Seismic stability of reinforced slopes: Failure mechanisms and displacements

Failure mechanisms of reinforced slopes with different seismic resistance capacities were examined, based on the results of tilting table tests previously reported by the authors. Three seismic resistance levels for slopes reinforced using various reinforcement materials and facing rigidities were identified, based on various ultimate tilting angles and modes of wall deformation. It was found that a high reinforcement interface friction angle (δ_r = 30°) is a prerequisite for attaining the highest level of seismic resistance with an ultimate tilting angle, θ_f ≥ 20° (or a critical seismic coefficient, k_hc ≥ 0.36).
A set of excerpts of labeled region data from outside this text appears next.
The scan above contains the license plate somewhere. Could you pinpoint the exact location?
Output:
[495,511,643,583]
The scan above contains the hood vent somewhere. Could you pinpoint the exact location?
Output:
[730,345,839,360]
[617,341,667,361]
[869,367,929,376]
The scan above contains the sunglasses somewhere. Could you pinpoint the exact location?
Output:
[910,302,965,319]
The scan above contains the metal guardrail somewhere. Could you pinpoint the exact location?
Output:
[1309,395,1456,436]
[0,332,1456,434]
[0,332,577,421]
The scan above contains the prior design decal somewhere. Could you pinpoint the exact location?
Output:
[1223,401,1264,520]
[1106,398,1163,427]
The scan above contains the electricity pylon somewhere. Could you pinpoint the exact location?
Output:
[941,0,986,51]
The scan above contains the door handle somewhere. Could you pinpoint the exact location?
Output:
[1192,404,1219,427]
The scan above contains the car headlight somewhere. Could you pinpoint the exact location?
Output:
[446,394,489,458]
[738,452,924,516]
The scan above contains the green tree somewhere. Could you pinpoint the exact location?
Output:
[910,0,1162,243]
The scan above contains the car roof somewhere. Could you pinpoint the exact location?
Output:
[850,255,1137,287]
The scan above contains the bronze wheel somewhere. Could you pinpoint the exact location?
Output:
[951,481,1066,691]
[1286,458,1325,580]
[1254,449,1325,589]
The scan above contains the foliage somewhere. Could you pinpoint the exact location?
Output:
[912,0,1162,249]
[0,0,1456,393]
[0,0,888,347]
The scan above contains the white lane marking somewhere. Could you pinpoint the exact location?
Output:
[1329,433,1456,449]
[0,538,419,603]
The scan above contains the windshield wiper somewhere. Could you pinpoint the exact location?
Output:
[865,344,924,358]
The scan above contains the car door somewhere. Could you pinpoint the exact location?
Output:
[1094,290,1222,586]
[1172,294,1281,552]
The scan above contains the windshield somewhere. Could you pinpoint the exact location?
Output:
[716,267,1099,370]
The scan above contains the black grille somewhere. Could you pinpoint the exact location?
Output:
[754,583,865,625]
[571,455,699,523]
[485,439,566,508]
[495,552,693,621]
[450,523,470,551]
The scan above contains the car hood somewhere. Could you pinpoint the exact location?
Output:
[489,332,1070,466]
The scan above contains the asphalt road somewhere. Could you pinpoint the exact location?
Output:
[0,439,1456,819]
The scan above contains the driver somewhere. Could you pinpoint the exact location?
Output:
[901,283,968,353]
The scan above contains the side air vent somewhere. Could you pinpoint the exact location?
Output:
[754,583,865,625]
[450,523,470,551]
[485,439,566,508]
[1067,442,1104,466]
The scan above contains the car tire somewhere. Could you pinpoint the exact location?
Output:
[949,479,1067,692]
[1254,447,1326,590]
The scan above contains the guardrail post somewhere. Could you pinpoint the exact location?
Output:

Reinforcement length and reinforcement stiffness play secondary roles, in the sense that these two factors are optional in attaining the highest level of seismic resistance. When a high tensile stiffness reinforcement was used, base sliding failure associated with maximum slope face deformation over the lower third of the slope occurred for slopes with a medium or a low seismic resistance level. Therefore, for a slope reinforced using a high tensile stiffness reinforcement, a maximum slope deformation in the lower third portion of the slope face may be used to identify a 'less robust' slope with a relatively low seismic resistance capacity. For slopes reinforced with a low tensile stiffness reinforcement, maximum deformation in the lower third of the facing is the dominant mode of deformation, regardless of the seismic resistance level. The bending rigidity of the facing may moderately influence the seismic resistance level when using a reinforcement sheet with a high interface friction angle (δ_r = 30°), but it has no influence on the seismic resistance level when using reinforcement sheets with relatively low surface friction angles of δ_r = 20° and 15°.